You’ve done the work, and it was good. But, boy, it would sure be nice for someone to recognize it once in a while. How hard is it to just say, “good job?” or “here’s a raise!” anyway? (Okay, maybe “good job” is enough for now.)
It’s hard to keep on doing the good work when you feel like no one sees it. Maybe you’ve even seen others praised for the good work you contributed to, and you feel passed over—forgotten.
If you’re trusting in Christ, there is good news for you even when there is no “good job” for you at work. Here are some truths to dwell on in the midst of unrecognition:
Even if no one in your workplace, home or family sees the good work you are doing, God does. This isn’t just a cop out. This is such a central character quality of God that Hagar, a destitute and pregnant slave woman wandering the desert, proclaimed in the midst of her dire circumstances, simply: “You are the God who sees” (Gen. 16:13 NIV). When no one else saw her unjust predicament, God did.
The writer of Hebrews confirms that this seeing is still a defining characteristic of the God who watches over us and our work. “For God is not unjust; He will not forget your work and the love you demonstrated for His name by serving the saints—and by continuing to serve them.” (Heb. 6:10). When no one else does, be encouraged: God sees.
Humility is always a gift for the Christian.

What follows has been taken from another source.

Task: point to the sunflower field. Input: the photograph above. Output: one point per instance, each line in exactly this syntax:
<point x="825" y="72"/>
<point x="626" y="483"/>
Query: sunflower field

Philippians 2:3 tells us to “do nothing out of selfish ambition of conceit, but in humility (to) consider others as more important than yourselves.” Why? Because our Savior “did not consider equality with God as something to be exploited. Instead, He emptied Himself by assuming the form of a servant…” (v.7). Humility, therefore, is always an opportunity to share, or to literally fellowship in, the sufferings of Christ. (1 Peter 4:13).
This could mean letting others take the credit, even at cost to yourself, knowing that “God opposes the proud but gives grace to the humble” (James 4:7 NLT).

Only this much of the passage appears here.